A NEW study has shown that large language models (LLMs ) have strong potential to evaluate medical research standards, with GPT-4 variants performing best at checking (RCTs) on artificial intelligence interventions against CONSORT-AI guidelines.
Why LLMs Matter in Medical Reporting
Chatbots powered by LLMs have previously been used to evaluate whether RCT abstracts adhered to CONSORT-Abstract guidelines. However, their role in reviewing full AI-based intervention studies against the CONSORT-AI framework has remained underexplored. By automating assessments, LLMs could reduce the burden on reviewers and help improve transparency and consistency in how AI interventions are reported, though concerns remain about their precision in handling highly complex criteria.
Study Design and Key Findings
This cross-sectional study analysed 41 RCTs on AI interventions published in JAMA Network Open. Six different LLMs were used, with all queries submitted via an application programming interface set to a temperature of 0 for consistent outputs. Results showed that gpt-4-0125-preview achieved the highest Overall Consistency Score (OCS) with an author-reported rate of 86.5% (95% CI 82.5%–90.5%) and a researcher-verified rate of 81.6% (95% CI 77.6%–85.6%). Close behind was gpt-4-1106-preview, with respective scores of 80.3% and 78.0%. The weakest performance came from gpt-3.5-turbo-0125, scoring around 62% to 63%. Of the 11 CONSORT-AI items, Item 2, which requires stating inclusion and exclusion criteria at the input data level, consistently received the lowest performance with an average OCS of 48.8%. Items 1, 5, 8, and 9 exceeded 80% consistency across all models.

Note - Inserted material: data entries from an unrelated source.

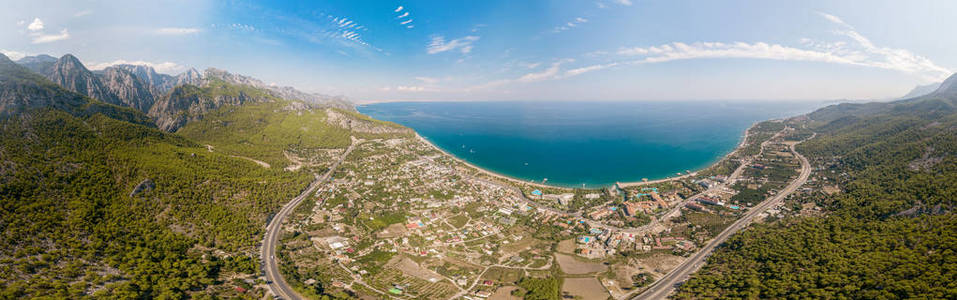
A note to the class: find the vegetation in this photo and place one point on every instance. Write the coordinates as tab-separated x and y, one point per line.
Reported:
890	235
549	288
264	130
71	225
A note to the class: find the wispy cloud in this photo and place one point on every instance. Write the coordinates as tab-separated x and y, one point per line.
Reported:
162	67
862	52
36	25
586	69
84	12
13	55
550	73
177	30
404	15
570	24
47	38
427	80
439	44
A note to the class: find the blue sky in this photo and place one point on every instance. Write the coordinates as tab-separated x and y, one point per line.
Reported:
515	50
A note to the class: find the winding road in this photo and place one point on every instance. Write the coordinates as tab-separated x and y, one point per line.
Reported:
664	286
277	284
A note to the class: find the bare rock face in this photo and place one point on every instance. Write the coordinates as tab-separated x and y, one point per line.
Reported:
128	88
22	89
41	64
69	73
159	83
187	103
191	77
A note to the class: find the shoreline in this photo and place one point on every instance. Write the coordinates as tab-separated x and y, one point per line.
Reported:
740	145
485	171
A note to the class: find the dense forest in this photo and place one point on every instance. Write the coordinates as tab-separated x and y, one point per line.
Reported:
95	201
890	234
73	226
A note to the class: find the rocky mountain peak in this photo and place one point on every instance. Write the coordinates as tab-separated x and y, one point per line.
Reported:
191	77
128	88
948	87
223	75
70	73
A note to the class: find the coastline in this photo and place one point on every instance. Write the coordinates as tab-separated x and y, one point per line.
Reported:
740	145
485	171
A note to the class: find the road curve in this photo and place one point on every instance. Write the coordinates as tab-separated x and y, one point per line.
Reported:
277	284
664	286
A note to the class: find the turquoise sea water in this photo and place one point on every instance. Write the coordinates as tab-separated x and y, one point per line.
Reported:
590	143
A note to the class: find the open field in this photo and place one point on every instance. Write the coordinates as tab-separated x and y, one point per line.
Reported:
571	265
586	288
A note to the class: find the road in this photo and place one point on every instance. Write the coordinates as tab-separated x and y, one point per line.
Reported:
277	284
664	286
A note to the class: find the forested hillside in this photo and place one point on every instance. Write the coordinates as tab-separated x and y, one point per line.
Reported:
95	201
890	233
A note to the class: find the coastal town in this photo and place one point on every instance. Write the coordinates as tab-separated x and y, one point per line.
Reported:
401	219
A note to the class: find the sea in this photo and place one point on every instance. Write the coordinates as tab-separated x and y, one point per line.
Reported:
586	143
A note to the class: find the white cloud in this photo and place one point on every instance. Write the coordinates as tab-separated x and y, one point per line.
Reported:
414	89
162	67
36	25
13	55
46	38
83	13
861	52
583	70
570	24
177	30
439	45
427	80
549	73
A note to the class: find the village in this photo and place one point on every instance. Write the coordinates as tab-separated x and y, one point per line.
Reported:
402	220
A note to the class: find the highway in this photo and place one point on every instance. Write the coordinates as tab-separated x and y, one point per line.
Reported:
664	286
277	284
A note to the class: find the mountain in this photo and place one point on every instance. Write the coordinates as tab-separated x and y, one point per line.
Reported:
189	102
128	88
22	90
42	64
884	232
284	92
921	90
170	100
161	83
70	73
948	88
191	76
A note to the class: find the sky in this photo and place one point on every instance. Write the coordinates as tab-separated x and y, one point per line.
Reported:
387	50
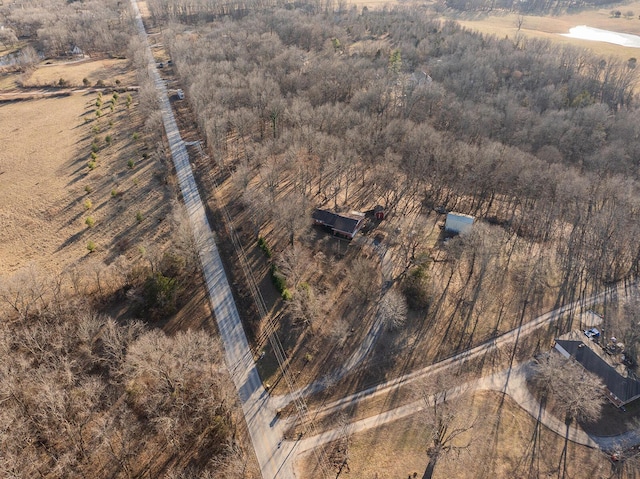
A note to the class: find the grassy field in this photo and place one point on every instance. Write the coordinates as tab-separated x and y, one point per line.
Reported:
551	28
48	188
501	447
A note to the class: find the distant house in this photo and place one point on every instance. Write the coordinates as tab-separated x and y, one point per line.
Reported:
76	51
621	389
457	223
346	225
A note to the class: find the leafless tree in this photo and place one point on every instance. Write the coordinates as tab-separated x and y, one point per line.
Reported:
449	433
293	264
393	309
578	393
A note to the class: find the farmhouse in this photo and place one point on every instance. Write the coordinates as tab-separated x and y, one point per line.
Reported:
345	225
621	388
457	223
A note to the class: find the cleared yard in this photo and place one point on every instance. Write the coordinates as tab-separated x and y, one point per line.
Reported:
504	444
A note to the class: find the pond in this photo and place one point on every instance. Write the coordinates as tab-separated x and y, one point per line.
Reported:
584	32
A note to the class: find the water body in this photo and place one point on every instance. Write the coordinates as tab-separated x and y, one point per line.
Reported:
584	32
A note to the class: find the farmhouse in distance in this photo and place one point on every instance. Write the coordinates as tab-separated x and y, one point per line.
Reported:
345	225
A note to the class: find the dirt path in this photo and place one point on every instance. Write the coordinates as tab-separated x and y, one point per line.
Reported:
511	381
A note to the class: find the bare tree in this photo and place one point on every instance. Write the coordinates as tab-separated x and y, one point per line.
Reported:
293	264
577	392
393	309
449	435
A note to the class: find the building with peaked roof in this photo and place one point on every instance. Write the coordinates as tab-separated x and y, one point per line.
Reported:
621	389
457	223
346	225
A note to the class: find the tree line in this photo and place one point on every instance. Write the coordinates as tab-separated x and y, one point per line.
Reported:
395	107
84	395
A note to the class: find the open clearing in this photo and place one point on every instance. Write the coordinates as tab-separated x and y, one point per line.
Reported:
47	189
551	27
502	442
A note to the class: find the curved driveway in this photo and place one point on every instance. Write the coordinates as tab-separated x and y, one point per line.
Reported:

Implications for Future Use of LLMs
The findings suggest that LLMs, especially GPT-4 variants, can be powerful tools for assessing adherence to research reporting guidelines. However, they are not yet capable of fully autonomous evaluations and require human oversight to resolve nuanced or ambiguous cases. Integrating these tools with expert judgement could streamline research checks, improving the overall quality of AI trial reporting.
Reference
Luo X et al. Using large language models to assess the consistency of randomized controlled trials on ai interventions with CONSORT-AI: cross-sectional survey. J Med Internet Res 2025;27:e72412.